SINOVPROC
In the last
decade, a renewed interest on the concept of social innovation
in the academic literature, particularly in the fields of
innovation, social economics, public governance and
territorial development, has emerged. Social innovation has
been seen as a way to address the Grand Challenges of the 21st
century, a new class of contemporary problems not solvable
exclusively via more economic growth as, for example,
inequality in income distribution; mass urbanisation and
social exclusion phenomena; high rates of youth unemployment;
ageing of population; and climate change.

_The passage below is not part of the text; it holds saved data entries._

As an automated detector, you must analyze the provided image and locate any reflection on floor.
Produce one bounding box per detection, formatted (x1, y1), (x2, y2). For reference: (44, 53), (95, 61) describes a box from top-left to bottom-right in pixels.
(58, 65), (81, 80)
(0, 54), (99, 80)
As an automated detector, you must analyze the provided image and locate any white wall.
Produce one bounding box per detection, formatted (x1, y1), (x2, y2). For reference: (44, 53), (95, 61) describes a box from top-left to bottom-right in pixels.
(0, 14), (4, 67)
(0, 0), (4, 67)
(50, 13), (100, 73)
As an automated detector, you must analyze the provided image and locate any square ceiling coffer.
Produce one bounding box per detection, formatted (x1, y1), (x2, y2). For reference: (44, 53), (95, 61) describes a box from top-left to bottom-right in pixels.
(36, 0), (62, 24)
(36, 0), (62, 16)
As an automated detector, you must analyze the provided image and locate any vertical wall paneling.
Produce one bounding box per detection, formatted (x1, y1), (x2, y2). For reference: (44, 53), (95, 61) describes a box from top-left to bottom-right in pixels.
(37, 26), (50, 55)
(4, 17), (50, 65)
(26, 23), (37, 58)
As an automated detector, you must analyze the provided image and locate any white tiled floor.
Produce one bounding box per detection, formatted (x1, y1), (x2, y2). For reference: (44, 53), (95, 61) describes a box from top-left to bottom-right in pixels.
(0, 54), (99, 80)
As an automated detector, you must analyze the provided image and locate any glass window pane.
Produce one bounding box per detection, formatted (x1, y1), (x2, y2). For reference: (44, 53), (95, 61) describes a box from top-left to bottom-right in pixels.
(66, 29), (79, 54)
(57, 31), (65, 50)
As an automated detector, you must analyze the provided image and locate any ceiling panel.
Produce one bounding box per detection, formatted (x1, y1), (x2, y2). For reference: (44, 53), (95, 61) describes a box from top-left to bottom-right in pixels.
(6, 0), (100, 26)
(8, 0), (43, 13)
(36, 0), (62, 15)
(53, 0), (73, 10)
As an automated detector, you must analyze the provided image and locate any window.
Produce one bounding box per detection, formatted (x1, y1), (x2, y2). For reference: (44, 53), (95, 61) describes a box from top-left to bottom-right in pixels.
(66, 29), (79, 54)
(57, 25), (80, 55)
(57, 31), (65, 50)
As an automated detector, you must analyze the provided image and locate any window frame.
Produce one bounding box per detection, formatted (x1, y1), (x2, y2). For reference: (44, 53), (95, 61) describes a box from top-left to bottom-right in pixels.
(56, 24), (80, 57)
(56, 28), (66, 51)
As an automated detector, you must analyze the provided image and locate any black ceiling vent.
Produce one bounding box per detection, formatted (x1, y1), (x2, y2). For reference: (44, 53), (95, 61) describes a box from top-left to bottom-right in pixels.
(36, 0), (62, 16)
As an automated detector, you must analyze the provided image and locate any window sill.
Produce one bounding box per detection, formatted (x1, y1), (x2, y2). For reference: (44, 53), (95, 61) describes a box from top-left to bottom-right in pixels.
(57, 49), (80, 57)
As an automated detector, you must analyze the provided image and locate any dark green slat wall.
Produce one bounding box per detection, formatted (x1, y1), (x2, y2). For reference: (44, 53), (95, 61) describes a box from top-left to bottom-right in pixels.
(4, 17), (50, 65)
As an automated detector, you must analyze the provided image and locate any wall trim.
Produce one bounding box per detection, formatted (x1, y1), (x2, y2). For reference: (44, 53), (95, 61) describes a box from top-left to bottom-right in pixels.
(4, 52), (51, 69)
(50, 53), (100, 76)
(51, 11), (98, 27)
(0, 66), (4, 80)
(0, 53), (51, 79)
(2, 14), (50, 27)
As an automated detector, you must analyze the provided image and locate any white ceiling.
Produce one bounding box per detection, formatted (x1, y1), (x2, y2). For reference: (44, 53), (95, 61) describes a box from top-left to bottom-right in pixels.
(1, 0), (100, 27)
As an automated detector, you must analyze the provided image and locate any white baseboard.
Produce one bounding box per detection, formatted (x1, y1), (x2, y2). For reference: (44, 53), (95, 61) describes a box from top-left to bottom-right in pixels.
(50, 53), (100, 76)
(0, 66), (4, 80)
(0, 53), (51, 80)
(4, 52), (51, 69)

Solving these Grand
Challenges demands new forms of social organisation and new
social capacities, contributing to human welfare whilst
respecting the earth’s ecological limits, creating collective
action and co-ordination and providing resilience against
these new challenges.
In spite of these developments around the meaning of social
innovation, the research team contends that two major gaps are
found in the literature, and contributing to solve them is the
main purpose of this research project. Firstly, although there
is already a significant amount of research about the concept
of social innovation, there is a lack of research about the
process dimension of social innovation and, particularly,
about the role universities might play in that process. There
has been a failure in university-society engagement literature
to address social innovation because of problems in finding
quick indicators to capture performance. Although
universities’ activities around technology transfer and
knowledge exchange (and how this process develops) is well
understood in the literature, other kinds of university
knowledge contributions to drive wider societal development is
less well understood. A second related gap is the shortage of
academic research about the metrics (or indicators) best
suited to assess the impact of social innovation initiatives
or practices. Measuring this impact is a very significant
challenge for researchers as social innovation is a complex
process and research in this area has not yet reached the
level of metrics (or indicators) used in the context of
technological and/or economic innovation (e.g. R&D
expenditure, number of patents, graduates in science and
technology, value added).
Therefore, the two overarching goals of this research project
are:
• | to propose a conceptual framework to understand how the process of social innovation works; |
• | to propose a methodological framework to identify metrics/indicators that allow measuring the impact of social innovation initiatives/projects, contributing to inform policy decision-making. |
The project will be undertaken by a multidisciplinary research team with expertise in economics, innovation management, and social impact assessment, experience in publishing in this area, and experience with internationally competitive research projects, under FCT and the European Framework programme support.